Giacomo spent his youth among the city, the countryside and the hill ofMutigliano, on the border between the valley of Lucca and the coast of Versilia. There is where he spent his summer holidays and where he received his early work assignments as organist of the parish. There he tasted all those typical products of Lucca countryside: Oil , Beans, Wine.
There are many varieties of beans that are grown in this area, but the most peculiar of these lands is “the red bean of Lucca”, and exist a traditional recipe that is still prepared, called “fagioli al fiasco” that who knows… maybe was also known and appreciated by the Maestro.
We already know his love for the good extrvergine oil, that is produced throughout the entire hill, but he was most of all interested in the care of the vineyards: he cultivated them, and often popped into see his childhood friends, to chat over a glass of wine. Lino Micheloni, musician too, was particularly dear to him, and, being a real musician, he corked the flasks with music paper. That wine is still of great quality, and today this territory is part of the production area of the D.O.C. wine of Lucca hills.
He appreciated a lot even the wine of San Martino in Colle, a village in the district of Capannori, on the border with Montecarlo, where it is still produced the D.O.C. Montecarlo white and red. He often asked her sister for it, and his brother-in-law sent it in Milan for him, during his long stays.
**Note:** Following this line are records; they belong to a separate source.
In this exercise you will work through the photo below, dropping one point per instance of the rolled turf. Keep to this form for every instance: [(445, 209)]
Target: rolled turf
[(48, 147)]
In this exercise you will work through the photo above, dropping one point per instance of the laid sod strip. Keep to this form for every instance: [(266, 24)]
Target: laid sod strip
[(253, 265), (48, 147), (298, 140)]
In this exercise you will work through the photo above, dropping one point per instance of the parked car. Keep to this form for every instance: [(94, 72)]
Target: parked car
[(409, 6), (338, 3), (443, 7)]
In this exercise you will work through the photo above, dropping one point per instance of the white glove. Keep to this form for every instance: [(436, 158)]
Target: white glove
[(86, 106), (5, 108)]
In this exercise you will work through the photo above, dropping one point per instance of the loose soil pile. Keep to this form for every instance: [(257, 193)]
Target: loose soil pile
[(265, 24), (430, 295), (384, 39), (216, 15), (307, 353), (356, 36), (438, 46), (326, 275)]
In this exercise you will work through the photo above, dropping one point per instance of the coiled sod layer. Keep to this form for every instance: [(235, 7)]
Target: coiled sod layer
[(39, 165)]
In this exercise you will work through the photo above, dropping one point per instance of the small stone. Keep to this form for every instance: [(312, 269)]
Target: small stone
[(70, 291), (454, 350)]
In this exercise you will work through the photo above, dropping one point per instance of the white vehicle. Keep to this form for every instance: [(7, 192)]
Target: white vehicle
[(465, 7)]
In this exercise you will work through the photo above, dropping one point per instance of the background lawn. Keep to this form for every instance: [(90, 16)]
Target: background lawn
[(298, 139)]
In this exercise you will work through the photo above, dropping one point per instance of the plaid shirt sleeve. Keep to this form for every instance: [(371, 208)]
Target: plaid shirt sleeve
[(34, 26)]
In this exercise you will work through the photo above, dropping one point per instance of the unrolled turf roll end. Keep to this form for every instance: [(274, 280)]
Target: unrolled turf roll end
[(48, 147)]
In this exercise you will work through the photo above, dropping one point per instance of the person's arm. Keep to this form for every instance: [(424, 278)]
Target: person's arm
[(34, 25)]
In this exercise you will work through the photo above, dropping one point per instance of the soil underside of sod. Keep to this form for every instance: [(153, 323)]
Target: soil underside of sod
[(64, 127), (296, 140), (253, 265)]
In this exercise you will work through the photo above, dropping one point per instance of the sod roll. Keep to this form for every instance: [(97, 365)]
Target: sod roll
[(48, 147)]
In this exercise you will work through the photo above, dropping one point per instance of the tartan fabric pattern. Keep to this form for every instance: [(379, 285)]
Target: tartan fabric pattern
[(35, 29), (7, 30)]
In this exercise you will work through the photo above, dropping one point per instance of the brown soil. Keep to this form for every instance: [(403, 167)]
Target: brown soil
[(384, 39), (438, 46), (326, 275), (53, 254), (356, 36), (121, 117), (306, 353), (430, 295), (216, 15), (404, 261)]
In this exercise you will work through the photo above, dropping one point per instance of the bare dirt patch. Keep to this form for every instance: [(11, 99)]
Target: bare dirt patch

The Sea: Massaciuccoli and the Versilia
What moved Puccini to settle for several years in a house (now became a museum) in Torre del Lago on the banks of the Lake of Massaciuccoli, was certainly his love for the quiet. Puccini loved to take refuge in places far from the busy city, to write in serenity and cultivate his passions. Hunting in particular, that he practiced into private reserves that came to the shores of the lake. Today you can go to “hunt” within the reserve, but armed only with binoculars, feeling so in the company of the Maestro in an attempt to catch sight of and admire the most rare and valuable species. The hunt around the lake is no longer permitted, and the area has become a LIPU nature reserve, which protects endangered birds and welcomes flocks of migratory birds that every year spend periods of rest on the Lake, in the natural quiet that the park offers.
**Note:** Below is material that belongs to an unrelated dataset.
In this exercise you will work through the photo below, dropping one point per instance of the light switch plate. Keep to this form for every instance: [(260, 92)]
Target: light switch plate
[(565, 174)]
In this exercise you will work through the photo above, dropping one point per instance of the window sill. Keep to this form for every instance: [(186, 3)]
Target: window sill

After the villa on the lake, Puccini moved on the coast, in Viareggio, into a stylish home close to other homes of friends, artists, writers, painters, potters, actors.
Viareggio was at the time a small fishing village, but the fragrant pine forests rich in game, the bright lights, the wide beaches where they were beginning to build facilities, at the beginning of ‘900 began to gain notoriety.
The promenade is even now a walk through the Art Nouveau architecture , in a trendy town, with very fine examples of decorative ceramics and painting.
To conclude this journey of art and flavors you can certainly take advantage of the excellent restaurants and trattorias with their menu of fish “in season”, from fish soup to fried boat.